In short, Live at Pompeii is Pink Floyd and a sound crew playing in the amphitheater to the ghosts of the dead. The setlist is composed of all pre-Darkside of the Moon material. The film itself also contains interviews with members of the band, spliced in with shots of the ruins with the band exploring the landscape, and Pink Floyd in the studio recording Darkside of the Moon. It’s something that needs to be seen by everyone that calls themselves a Pink Floyd fan. You will not be disappointed. But what does that have to do with vinyl? Well…
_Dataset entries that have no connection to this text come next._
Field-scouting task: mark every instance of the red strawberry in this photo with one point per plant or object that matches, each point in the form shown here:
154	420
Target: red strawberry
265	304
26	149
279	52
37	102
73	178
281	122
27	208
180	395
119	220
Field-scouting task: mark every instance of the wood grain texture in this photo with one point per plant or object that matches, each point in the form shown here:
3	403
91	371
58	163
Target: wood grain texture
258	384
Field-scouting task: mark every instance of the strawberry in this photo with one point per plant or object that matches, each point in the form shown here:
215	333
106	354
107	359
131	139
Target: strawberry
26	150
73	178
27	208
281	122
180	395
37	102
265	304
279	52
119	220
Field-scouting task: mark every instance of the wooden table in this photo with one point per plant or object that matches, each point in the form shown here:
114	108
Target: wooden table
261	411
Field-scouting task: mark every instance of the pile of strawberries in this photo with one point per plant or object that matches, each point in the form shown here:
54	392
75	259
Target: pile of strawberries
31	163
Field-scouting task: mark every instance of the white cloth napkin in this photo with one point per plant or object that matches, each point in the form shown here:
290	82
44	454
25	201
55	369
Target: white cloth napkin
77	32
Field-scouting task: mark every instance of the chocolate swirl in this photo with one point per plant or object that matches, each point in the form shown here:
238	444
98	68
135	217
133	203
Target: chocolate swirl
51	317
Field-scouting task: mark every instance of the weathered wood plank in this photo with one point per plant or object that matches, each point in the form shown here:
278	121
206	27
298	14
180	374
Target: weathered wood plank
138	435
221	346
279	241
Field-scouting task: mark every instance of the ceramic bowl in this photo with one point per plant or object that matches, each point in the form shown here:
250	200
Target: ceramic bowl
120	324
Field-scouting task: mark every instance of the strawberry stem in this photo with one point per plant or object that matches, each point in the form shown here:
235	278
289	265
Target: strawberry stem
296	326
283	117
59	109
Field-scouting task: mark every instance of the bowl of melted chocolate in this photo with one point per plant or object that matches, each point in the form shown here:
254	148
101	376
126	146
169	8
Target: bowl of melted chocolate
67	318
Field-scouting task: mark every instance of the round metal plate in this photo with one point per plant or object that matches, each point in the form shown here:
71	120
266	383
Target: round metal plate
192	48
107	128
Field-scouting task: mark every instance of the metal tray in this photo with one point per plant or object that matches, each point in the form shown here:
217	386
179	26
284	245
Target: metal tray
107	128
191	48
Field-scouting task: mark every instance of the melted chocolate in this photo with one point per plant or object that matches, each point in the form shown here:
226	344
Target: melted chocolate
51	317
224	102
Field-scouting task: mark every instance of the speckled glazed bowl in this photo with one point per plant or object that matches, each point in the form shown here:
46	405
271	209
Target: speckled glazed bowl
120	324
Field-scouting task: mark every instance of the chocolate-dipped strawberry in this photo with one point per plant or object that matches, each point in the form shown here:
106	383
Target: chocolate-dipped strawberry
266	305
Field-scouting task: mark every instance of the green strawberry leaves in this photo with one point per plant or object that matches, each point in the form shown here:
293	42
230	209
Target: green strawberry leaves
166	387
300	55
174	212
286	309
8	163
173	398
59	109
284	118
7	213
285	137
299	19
PART IV: A SAUCERFUL OF MEMORY
Over the following years, Live at Pompeii was the soundtrack to my summers at the beach. I found a bootleg CD and it became my travel companion. At night, after everyone went to bed, I would sit in a chair out on the deck of the house and watch the heat lightning dance on the horizon as the thunderous bass of One of These Days rumbled from the crappy speakers of my cheap headphones. As the era of MP3’s dawned, I converted the CD and was able to take it with me, along with ten thousand other things that I most likely would never listen to. Then, it was finally given an official CD/digital release with Pink Floyd box set The Early Years 1965-1972. Yet, a proper vinyl release was not on the horizon. Fast forward to 2025 and the vinyl release of Live at Pompeii is finally here! As soon as it was announced, I told my 9-year-old son and vinyl collecting partner, Enzo, and he agreed that it needed to be a part of our collection. On April 27, 2025, we even went to the theater to see Live at Pompeii on the big screen in all its glory. Now, after decades, I finally hold a true physical copy of the greatest concert of all time on vinyl in my hands. What new memories will this record help create? Only time will tell. However, I can safely say that the ghost of my youth will forever walk among the ruins, stopping by to visit memories frozen in time, much like the people of Pompeii.
Track Listing:
Side A
- Pompeii Intro
- Echoes - Part 1
- Careful With That Axe, Eugene
Side B
- A Saucerful of Secrets
- Set the Controls for the Heart of the Sun
Side C
- One of These Days
- Mademoiselle Nobs
- Echoes - Part 2
Side D
- Careful With that Axe, Eugene - Alternate take
- A Saucerful of Secrets - Unedited
Vincent T. Ciaramella is a high school Psychology teacher by trade, Vince is also a published author with ten books and multiple articles under his belt including published works through SABR (Society for American Baseball Research), IBRO (International Boxing Research Organization), and History Magazine. His latest book is “A Shooting Star Across the Silver Screen- Olive Thomas: A Biography. When not writing or teaching, Vince and his vinyl hunting partner and vinyl collector himself, Enzo Ciaramella are out looking for some more titles to add to their collections.